Indonesia’s Ministry of Environment and Forestry says the hydropower project will not kill off the Tapanuli orangutan. It says there is still ample habitat and good forest cover throughout the landscape for the apes to continue breeding. The ministry also cites various government efforts to protect the orangutans, including regular monitoring and a permanent moratorium on permits to clear the primary and peatland forests that cover a significant part of the Tapanuli orangutan’s habitat. But Meijaard says his team’s new findings indicate how sensitive the Tapanuli orangutan is to the combined effects of habitat fragmentation and a rate of extraction from the wild that, on its own, will inevitably drive the species to extinction. “The threats that drove its decline continue today, and claims by the Indonesian Ministry of Environment and Forestry that the Tapanuli orangutan has ample habitat and do not face extinction need to be carefully reassessed, because they are not supported by historic information,” he says.

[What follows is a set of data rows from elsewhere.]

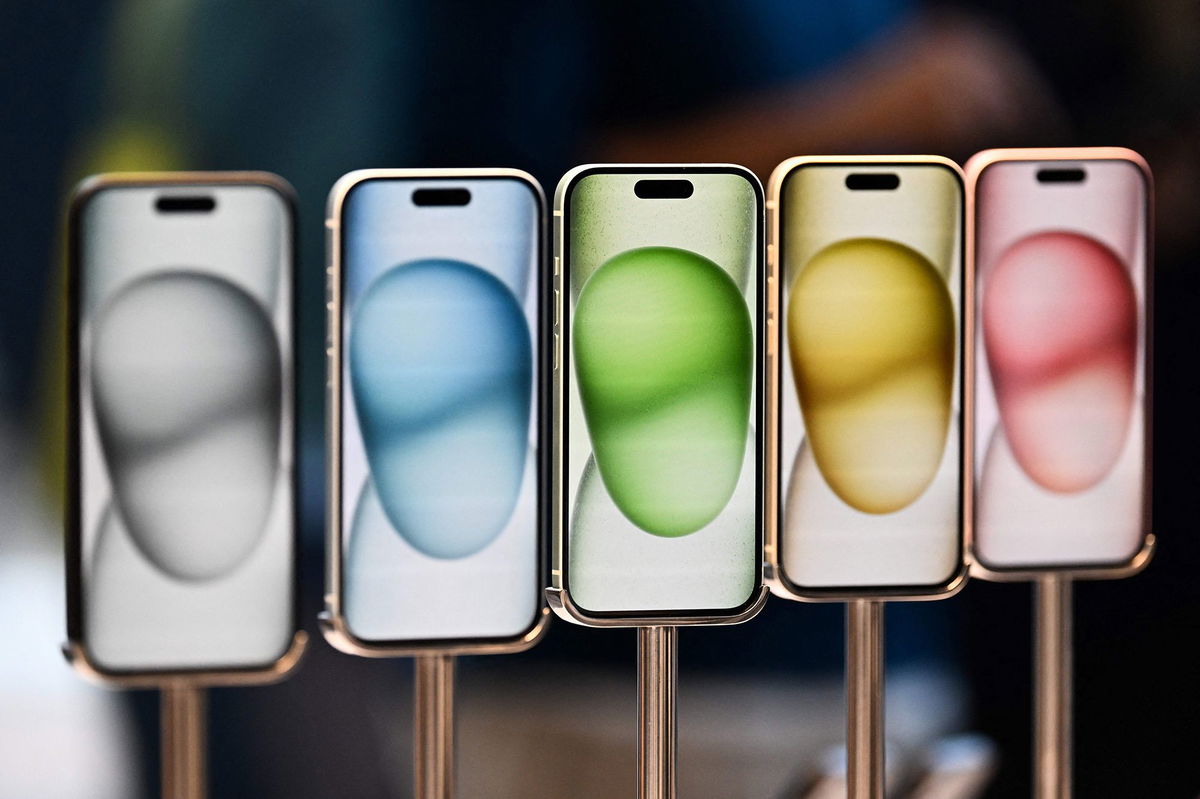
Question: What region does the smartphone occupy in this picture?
[547,164,766,626]
[325,169,547,655]
[767,156,967,600]
[967,148,1153,578]
[66,173,304,683]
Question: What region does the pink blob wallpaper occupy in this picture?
[974,156,1148,570]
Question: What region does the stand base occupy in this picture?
[413,653,455,799]
[637,626,679,799]
[1033,575,1072,799]
[160,683,208,799]
[846,599,884,799]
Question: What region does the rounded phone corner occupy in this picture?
[971,533,1158,583]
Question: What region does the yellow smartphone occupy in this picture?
[547,164,766,626]
[767,156,970,601]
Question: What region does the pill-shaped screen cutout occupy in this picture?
[331,176,542,645]
[70,179,296,674]
[558,167,763,617]
[973,151,1148,571]
[775,160,964,595]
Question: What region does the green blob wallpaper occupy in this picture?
[564,173,760,612]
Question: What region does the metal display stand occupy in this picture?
[413,653,455,799]
[160,680,208,799]
[846,599,884,799]
[637,626,679,799]
[1033,573,1072,799]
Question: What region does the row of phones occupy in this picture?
[67,149,1152,680]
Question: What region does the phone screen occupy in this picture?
[71,177,295,672]
[335,176,542,642]
[560,167,762,614]
[776,162,964,594]
[974,160,1148,570]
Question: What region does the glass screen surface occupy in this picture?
[563,169,761,613]
[974,160,1147,569]
[79,185,294,672]
[338,178,541,642]
[779,163,962,589]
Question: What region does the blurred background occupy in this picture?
[0,0,1200,799]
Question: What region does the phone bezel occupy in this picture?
[547,164,767,626]
[965,148,1157,582]
[767,155,973,602]
[319,168,551,657]
[62,172,307,687]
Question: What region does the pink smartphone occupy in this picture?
[967,148,1153,578]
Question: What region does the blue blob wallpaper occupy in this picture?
[338,178,540,642]
[348,259,533,558]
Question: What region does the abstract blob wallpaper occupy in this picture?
[974,160,1146,569]
[77,186,293,672]
[564,169,761,613]
[779,163,962,589]
[341,178,540,642]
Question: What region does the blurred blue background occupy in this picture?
[0,0,1200,799]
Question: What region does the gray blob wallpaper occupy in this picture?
[78,185,294,672]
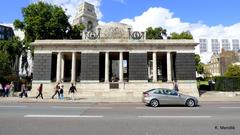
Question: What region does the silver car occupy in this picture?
[143,88,198,107]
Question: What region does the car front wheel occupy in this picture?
[186,99,195,107]
[150,99,159,107]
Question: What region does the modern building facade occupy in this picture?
[0,25,14,40]
[204,49,240,77]
[199,38,240,54]
[204,54,221,77]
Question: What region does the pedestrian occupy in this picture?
[19,83,28,98]
[173,80,179,91]
[36,83,43,99]
[52,83,60,99]
[59,85,64,99]
[0,83,4,96]
[10,81,14,96]
[68,83,77,100]
[3,83,10,97]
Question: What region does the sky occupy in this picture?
[0,0,240,62]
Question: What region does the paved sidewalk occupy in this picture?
[0,96,240,103]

In their paper, the researchers calculate that if more than 1% of the adult apes are extracted from the wild per year — either killed, translocated or captured — then extinction is inevitable, regardless of the population’s starting size. “Our analysis strongly suggests that the remaining Tapanuli orangutans are currently in suboptimal high elevation habitat and that probably more than 1% of the population is taken out annually based on reported killing, translocation and rescue data, which predicts further population decline and imminent extinction,” Meijaard said. Serge Wich, a co-author of the paper and co-vice chair of the IUCN primate specialists’ section on great apes (SGA), said the Tapanuli orangutan might not be specifically adapted to highland conditions and should occur in a full range of habitats, such as peat swamps and lowland-dryland forests, for optimal likelihood of survival in the wild. Without efforts to prevent further losses to the population, the species could go extinct within a matter of several generations, according to the researchers. The ongoing fragmentation of the Batang Toru forest only exacerbates that risk, Wich said.
He cited a 2016 assessment of orangutan population and habitat viability that projects the western block of the Tapanuli orangutan habitat to have moderate to poor viability for the apes’ survival, and the eastern block poor viability. “The [assessment] models in the 2016 report … clearly indicate that both the West and East block will go extinct if the current threat levels remain,” Wich informs. “There are no indications that current threat levels are decreasing.” He called on all stakeholders, including the government, NGOs, scientists, donors, local community representatives, and industry, to develop a solid action plan for the survival of the species. “The current patchy approach to conserve the species will in all likelihood fail,” Wich said. “In addition, the conservation of the species would benefit from transparency in terms of data on surveys, rescues, releases, etc. The lack of this is also not helping the species.”